避難訓練を終えて
2026年6月18日 11時35分本日の避難訓練、全体的に速やかに、そして真剣に取り組むことができていたと思います。
今回は、「大きな地震が発生し、その後、校内で火災が発生した」という複合的な災害を想定して訓練を行いました。まず机の下に潜って落下物から頭を守り、揺れが収まった後に、火災の発生場所を避けて安全な経路からグラウンドへ避難する、という一連の避難行動を確認しました。
皆さんは高校生です。小・中学校の避難訓練では、「先生の指示に従って、決められた通りに逃げる」ことが一番の目標だったかもしれません。しかし、高校生である皆さんに求めているのは、「自ら考え、判断し、行動する力」です。
災害は、いつ、どこで起こるか分かりません。授業中とは限らず、登下校中や、家に一人でいる時かもしれません。もし本当に大地震が起き、火の手が上がったら、恐怖でパニックになりかけるのが人間の心理です。だからこそ、今日のように実際に体を動かす訓練が必要なのです。
いざという時、
「どの階段を使えば安全か」 「どうすれば煙を吸わずに済むか」
「頭上や足元に危険はないか」 等を、自分の目で見て瞬時に判断しなければ、自分の命を守ることはできません。
そしてもう一つ、高校生の皆さんに伝えたいことがあります。
それは「共助」の担い手になってほしいということです。 災害時、地域社会において、体力も判断力もある高校生は、守られる側ではなく、人を助ける側として非常に大きな力になります。
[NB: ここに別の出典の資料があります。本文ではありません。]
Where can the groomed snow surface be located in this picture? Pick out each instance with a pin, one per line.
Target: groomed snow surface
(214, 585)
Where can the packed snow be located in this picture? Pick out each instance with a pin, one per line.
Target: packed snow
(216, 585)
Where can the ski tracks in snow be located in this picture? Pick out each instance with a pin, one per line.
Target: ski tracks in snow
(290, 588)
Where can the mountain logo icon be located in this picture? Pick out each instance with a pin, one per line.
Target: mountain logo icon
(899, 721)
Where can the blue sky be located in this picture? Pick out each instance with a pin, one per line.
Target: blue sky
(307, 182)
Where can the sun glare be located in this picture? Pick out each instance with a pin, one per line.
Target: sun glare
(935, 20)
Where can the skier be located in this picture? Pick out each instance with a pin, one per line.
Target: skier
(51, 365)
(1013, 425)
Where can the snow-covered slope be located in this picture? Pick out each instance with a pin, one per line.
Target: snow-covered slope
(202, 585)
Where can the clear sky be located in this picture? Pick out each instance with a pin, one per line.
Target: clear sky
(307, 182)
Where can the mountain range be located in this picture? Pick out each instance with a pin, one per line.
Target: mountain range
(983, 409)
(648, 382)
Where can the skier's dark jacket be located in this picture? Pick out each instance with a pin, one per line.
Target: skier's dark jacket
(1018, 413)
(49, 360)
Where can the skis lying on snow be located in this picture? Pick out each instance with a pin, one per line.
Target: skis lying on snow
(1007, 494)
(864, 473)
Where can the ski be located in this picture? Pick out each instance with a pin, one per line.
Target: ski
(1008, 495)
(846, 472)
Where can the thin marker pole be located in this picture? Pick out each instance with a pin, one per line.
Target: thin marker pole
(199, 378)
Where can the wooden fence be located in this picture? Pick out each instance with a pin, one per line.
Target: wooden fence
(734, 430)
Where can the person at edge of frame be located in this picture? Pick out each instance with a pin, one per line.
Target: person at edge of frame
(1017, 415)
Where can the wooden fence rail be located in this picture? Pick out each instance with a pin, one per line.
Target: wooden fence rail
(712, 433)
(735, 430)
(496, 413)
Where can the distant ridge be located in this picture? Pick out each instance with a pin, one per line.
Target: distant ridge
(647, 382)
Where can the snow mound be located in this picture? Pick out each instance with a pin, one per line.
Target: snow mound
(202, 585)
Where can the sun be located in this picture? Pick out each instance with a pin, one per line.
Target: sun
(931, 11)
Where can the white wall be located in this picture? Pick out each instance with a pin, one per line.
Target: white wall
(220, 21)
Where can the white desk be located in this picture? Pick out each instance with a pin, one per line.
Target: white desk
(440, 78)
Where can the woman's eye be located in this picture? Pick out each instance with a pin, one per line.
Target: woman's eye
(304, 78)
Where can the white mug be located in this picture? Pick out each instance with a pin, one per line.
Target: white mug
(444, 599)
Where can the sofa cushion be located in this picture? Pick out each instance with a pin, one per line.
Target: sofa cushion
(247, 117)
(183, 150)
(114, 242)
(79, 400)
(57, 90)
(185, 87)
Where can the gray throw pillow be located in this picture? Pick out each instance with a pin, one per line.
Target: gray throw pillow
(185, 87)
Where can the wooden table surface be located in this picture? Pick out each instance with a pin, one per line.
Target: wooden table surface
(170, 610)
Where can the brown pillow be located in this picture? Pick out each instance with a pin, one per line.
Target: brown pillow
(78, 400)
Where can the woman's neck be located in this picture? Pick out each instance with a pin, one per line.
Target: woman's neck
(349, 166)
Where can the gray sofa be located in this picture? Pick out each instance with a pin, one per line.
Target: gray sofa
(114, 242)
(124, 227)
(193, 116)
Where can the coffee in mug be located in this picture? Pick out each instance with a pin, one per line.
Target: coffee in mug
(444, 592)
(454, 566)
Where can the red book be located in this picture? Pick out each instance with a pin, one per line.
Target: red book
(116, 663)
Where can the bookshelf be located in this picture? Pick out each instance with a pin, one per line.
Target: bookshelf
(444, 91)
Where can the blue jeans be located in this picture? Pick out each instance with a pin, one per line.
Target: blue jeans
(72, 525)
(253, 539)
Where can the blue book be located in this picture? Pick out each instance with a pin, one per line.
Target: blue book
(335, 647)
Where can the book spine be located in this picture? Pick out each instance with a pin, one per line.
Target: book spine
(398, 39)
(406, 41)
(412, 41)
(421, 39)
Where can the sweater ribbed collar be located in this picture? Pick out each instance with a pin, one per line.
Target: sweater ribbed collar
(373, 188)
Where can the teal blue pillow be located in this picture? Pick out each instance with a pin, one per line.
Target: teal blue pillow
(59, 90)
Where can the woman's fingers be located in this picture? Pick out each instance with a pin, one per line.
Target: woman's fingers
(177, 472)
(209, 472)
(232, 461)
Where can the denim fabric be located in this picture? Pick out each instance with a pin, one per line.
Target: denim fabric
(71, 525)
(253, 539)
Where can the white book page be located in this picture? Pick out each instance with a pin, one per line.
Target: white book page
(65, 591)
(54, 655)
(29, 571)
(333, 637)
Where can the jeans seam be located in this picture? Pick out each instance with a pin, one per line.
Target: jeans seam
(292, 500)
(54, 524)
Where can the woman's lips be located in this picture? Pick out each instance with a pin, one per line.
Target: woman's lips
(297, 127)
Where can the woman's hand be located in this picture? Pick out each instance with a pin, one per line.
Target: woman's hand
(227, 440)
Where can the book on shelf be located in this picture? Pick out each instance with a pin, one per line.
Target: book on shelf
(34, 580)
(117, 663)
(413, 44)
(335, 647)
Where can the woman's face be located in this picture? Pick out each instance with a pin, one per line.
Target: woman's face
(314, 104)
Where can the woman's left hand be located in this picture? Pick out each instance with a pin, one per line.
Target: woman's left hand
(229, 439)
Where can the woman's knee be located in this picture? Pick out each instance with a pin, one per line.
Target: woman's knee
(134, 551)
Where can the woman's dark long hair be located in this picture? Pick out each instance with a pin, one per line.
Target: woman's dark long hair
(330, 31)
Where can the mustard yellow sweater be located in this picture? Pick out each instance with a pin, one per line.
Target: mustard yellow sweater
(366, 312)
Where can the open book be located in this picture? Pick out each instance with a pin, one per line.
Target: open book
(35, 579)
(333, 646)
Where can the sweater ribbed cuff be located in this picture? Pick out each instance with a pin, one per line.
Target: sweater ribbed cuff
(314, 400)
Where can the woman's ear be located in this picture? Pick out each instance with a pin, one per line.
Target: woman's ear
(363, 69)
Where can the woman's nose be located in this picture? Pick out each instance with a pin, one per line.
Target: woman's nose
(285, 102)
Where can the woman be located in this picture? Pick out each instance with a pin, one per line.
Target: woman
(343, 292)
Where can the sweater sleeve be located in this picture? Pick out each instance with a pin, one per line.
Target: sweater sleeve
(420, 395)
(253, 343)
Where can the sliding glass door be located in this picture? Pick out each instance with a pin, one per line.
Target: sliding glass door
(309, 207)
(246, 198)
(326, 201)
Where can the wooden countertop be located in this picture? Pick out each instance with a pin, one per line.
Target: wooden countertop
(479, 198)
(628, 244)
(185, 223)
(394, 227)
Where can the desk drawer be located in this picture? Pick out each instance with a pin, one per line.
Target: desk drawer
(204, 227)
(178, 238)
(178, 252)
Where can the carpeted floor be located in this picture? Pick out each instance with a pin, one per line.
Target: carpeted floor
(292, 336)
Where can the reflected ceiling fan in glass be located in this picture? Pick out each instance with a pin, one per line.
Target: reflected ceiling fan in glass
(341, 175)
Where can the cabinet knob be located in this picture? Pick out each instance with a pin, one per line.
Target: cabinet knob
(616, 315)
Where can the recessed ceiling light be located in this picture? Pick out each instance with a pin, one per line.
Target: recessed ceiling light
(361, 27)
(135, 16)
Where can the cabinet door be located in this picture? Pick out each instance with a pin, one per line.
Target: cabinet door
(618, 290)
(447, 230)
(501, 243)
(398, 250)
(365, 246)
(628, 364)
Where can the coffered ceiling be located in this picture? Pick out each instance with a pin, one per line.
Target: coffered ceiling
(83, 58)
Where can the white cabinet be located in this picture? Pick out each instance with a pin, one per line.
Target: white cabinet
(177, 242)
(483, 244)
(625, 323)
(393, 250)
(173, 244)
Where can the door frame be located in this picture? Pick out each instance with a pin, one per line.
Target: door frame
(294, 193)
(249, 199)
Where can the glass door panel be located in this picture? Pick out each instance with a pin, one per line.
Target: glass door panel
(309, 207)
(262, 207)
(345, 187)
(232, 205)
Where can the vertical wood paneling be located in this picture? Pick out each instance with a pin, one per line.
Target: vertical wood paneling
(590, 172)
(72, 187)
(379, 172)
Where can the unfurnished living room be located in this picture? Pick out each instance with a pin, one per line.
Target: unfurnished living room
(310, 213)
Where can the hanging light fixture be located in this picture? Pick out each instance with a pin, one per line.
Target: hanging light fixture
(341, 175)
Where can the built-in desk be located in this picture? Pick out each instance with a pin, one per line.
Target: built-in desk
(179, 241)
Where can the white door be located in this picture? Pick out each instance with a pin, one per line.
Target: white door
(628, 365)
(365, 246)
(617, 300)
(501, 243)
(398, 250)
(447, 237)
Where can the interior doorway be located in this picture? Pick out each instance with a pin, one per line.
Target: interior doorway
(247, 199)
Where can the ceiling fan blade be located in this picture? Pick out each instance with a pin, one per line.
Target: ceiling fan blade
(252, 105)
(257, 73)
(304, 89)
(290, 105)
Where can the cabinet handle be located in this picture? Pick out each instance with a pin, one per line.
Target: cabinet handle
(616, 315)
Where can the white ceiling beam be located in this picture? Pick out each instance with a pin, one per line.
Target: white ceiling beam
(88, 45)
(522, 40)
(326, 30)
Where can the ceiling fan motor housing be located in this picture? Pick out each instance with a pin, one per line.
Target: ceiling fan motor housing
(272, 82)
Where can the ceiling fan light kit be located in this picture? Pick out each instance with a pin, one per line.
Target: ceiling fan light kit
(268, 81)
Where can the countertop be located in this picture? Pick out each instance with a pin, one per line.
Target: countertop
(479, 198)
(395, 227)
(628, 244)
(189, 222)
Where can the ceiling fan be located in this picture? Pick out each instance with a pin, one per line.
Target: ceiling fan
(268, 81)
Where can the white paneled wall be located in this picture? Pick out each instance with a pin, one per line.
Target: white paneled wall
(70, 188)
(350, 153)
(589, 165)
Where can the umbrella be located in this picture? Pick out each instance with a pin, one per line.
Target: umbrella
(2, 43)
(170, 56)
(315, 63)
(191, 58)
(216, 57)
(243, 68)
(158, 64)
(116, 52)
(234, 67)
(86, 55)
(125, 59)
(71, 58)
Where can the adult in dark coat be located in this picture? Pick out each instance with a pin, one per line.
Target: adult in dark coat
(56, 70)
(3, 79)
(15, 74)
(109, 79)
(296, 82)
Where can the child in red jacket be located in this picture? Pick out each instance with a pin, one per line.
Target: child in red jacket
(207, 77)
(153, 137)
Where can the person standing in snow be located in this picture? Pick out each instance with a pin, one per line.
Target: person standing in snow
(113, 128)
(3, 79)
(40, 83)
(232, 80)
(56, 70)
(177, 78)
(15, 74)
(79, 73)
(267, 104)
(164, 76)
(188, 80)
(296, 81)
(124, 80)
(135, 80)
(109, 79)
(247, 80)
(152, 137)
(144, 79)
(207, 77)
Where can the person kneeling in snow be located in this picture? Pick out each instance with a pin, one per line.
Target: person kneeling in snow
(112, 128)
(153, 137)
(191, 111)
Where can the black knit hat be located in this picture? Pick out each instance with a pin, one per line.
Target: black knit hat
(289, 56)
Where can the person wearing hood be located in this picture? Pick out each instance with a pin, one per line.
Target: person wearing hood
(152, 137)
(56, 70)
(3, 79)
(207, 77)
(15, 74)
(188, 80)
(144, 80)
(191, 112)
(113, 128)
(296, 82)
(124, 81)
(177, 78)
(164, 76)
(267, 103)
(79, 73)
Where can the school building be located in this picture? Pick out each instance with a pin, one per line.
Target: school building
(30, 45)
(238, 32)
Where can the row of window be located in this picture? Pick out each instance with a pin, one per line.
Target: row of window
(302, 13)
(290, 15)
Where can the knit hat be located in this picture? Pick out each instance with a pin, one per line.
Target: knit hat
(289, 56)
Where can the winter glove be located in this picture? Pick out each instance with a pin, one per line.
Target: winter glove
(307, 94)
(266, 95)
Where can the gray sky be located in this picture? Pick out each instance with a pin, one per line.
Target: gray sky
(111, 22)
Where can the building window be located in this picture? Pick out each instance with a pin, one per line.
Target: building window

「自分の命は自分で守る」ことを前提とした上で、周囲にケガをしている人や逃げ遅れそうになっている人がいたら、安全な範囲で手を差し伸べられる人であってほしいと願っています。
「天災は忘れた頃にやってくる」という言葉があります。今日のこの訓練を、ただの学校行事の一つとして終わらせないでください。来週には防災講話もあります。そして、2学期には、昨年度同様、抜き打ちの災害発生の避難訓練を行う予定です。
今日確認した避難行動をしっかりと心に刻み、明日からの学校生活も安全に過ごしていきましょう。